Work Text:
4 BBY
Asajj waited for Ahsoka to finish talking with Vos, hanging back away from any of the rebels here. She didn’t much care for them, or their rebellion, and privately thought they stood no chance against the Empire, but she wouldn’t hinder them. She’d like them to succeed, because that meant an end for most reasons to go after her, but she didn’t have much hope for that. The baby Jedi was convinced that they could though, and she had the irritating ability to usually be right in the end.
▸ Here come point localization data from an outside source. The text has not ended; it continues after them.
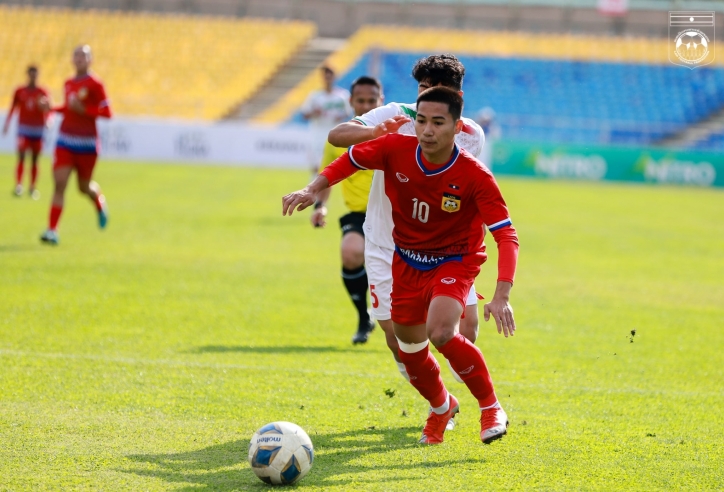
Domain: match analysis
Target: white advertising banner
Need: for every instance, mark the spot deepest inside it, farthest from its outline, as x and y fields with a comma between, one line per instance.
x=230, y=143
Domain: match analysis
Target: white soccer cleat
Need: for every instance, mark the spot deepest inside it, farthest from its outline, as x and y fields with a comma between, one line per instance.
x=450, y=423
x=493, y=424
x=50, y=237
x=455, y=375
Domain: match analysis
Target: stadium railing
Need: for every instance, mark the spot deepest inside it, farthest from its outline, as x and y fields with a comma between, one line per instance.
x=181, y=66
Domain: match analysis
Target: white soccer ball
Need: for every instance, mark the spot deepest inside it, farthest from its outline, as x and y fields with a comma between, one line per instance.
x=281, y=453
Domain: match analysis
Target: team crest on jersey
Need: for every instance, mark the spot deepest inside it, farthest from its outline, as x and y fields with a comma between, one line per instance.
x=450, y=202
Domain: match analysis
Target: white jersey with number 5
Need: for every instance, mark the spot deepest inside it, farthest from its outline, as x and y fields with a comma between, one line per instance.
x=378, y=223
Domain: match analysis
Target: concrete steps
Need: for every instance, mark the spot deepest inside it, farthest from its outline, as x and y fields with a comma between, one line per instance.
x=307, y=60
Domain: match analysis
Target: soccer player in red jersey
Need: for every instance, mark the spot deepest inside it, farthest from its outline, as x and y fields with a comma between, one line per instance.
x=441, y=197
x=32, y=104
x=77, y=146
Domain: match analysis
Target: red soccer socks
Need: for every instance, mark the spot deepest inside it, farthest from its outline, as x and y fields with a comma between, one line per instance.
x=55, y=212
x=467, y=360
x=424, y=372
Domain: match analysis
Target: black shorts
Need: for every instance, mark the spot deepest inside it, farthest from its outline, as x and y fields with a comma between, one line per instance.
x=352, y=222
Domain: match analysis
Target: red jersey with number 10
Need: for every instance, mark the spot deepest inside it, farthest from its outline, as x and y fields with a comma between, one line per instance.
x=438, y=210
x=90, y=91
x=78, y=131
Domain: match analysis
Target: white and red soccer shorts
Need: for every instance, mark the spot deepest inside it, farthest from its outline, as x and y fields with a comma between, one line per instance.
x=378, y=264
x=83, y=163
x=33, y=144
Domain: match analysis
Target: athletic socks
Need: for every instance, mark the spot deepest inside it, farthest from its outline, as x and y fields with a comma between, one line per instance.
x=99, y=200
x=33, y=176
x=403, y=371
x=355, y=281
x=55, y=212
x=424, y=372
x=467, y=361
x=19, y=173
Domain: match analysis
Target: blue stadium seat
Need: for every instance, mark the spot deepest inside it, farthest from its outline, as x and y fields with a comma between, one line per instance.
x=570, y=101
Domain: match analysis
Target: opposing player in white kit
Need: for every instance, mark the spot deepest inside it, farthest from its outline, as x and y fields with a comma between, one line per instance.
x=435, y=70
x=324, y=109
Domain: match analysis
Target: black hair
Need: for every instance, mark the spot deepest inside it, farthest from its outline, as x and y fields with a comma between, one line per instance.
x=444, y=95
x=365, y=80
x=443, y=69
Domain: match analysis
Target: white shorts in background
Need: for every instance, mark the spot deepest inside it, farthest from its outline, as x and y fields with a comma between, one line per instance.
x=378, y=264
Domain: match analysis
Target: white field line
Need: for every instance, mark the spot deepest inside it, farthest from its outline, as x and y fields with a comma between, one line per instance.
x=326, y=372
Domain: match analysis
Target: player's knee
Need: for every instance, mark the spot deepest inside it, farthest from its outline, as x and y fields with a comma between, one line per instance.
x=353, y=253
x=390, y=337
x=352, y=260
x=440, y=334
x=469, y=324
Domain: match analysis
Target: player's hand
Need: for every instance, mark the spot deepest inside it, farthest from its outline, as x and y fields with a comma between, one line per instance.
x=44, y=104
x=299, y=200
x=502, y=312
x=318, y=218
x=390, y=125
x=75, y=104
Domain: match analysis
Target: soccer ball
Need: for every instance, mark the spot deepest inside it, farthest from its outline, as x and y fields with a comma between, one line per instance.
x=281, y=453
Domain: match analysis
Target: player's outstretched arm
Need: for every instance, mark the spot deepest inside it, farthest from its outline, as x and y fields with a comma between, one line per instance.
x=319, y=216
x=12, y=109
x=299, y=200
x=501, y=310
x=350, y=133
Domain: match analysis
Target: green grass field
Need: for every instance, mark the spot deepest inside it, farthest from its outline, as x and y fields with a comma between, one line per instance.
x=144, y=357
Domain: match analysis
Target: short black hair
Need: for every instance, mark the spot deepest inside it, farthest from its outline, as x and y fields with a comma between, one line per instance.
x=444, y=95
x=443, y=69
x=365, y=80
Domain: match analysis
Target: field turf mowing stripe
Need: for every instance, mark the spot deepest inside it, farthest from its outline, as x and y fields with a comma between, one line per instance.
x=143, y=357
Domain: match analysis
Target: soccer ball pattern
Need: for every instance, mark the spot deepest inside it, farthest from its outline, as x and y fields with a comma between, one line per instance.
x=281, y=453
x=691, y=46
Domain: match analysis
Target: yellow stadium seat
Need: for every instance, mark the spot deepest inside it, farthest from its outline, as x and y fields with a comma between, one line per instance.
x=152, y=64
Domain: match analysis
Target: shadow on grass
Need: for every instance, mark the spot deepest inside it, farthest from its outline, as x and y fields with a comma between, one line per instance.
x=277, y=349
x=224, y=466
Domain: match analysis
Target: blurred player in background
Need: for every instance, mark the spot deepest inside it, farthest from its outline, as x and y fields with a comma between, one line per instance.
x=442, y=198
x=435, y=70
x=324, y=109
x=33, y=105
x=366, y=95
x=486, y=119
x=77, y=146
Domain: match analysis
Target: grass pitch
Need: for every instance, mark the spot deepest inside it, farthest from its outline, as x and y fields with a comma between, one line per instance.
x=144, y=357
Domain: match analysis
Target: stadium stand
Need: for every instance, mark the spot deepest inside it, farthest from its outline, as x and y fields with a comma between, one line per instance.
x=552, y=88
x=714, y=142
x=182, y=66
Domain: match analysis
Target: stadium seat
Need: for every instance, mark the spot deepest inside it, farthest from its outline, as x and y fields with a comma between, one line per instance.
x=152, y=64
x=550, y=88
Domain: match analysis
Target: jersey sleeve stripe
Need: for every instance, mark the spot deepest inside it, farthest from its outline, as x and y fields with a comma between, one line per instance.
x=354, y=163
x=500, y=225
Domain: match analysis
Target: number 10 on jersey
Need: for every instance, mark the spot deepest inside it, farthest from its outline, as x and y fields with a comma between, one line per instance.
x=420, y=210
It was actually very frustrating; she’d be right in that a population would be hostile, but then Ahsoka would also be right when it would turn out that they were hostile because of mistaken identity or something of the like. Sometimes Asajj just wanted her realism to work as it had for most of her life before crossing paths with the Togruta, because she was not only, not disappointed because she never expected anything in the first place, but didn’t get her hopes up in the first place.
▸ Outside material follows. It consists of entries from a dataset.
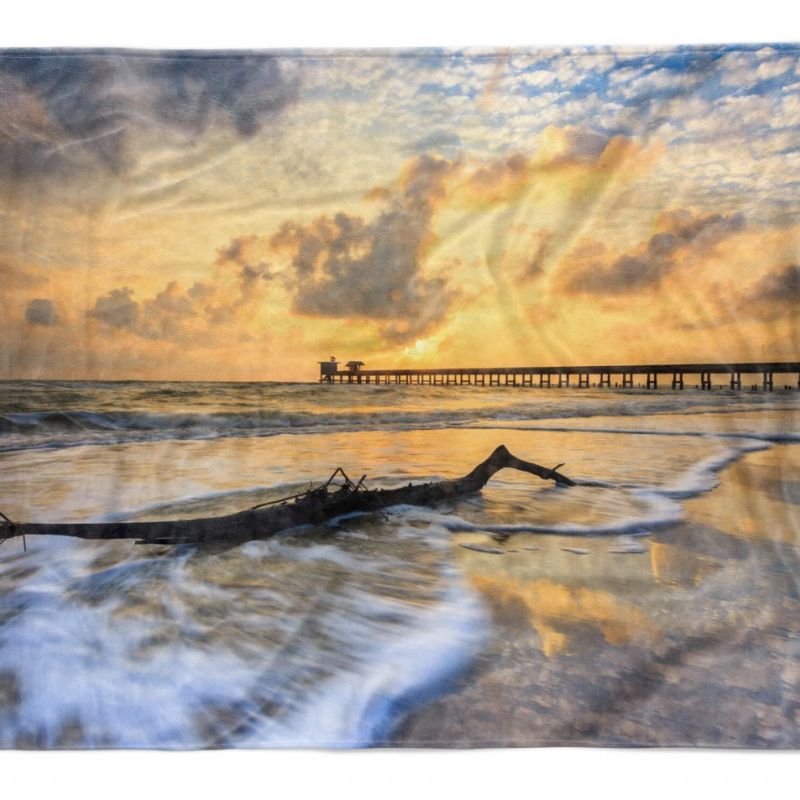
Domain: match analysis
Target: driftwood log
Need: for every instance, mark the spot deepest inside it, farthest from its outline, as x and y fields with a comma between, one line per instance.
x=317, y=505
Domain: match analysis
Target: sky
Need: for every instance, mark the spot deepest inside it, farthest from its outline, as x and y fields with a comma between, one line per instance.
x=242, y=216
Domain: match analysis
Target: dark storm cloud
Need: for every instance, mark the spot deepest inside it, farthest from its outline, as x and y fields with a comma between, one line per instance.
x=781, y=287
x=41, y=312
x=245, y=90
x=646, y=266
x=344, y=266
x=69, y=111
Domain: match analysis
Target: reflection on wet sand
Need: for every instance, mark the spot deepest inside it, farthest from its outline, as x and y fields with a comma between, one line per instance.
x=556, y=610
x=696, y=641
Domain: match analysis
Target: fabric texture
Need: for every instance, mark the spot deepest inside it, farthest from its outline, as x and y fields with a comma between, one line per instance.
x=587, y=255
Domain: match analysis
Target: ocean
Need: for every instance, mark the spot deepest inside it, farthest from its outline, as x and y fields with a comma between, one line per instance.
x=654, y=602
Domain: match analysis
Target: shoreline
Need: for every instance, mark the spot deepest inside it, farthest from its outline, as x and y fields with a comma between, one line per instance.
x=596, y=683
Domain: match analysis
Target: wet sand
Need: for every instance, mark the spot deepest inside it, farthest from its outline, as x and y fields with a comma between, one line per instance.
x=692, y=641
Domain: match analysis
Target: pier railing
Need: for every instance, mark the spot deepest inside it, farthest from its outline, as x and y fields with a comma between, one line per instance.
x=607, y=375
Traveling with Vos and Bly had reminded her of why she’d ditched Ahsoka all those years ago after traveling so long together; normally she hated extended contact with everyone and quite contentedly only spent a few hours with most people at any given time, but she’d gotten used to the baby Jedi and it had stopped bothering her to find the Togruta hiding in her quarters, or leaning into her space, or just being her usual infuriatingly optimistic self with her funny morbid jokes and sassy one-liners.
In all these years, they’d never discussed that she’d ran away instead of confronting Ahsoka with the fact that she’d been starting to consider the younger girl something of a friend, not even when they’d somehow managed to settle into being something a lot like that despite her actions then and during the Wars.
And she never intended to, but here was Ahsoka being all relieved and happy that she was back.
That she was still alive despite that shit-show on Ilum with Vader.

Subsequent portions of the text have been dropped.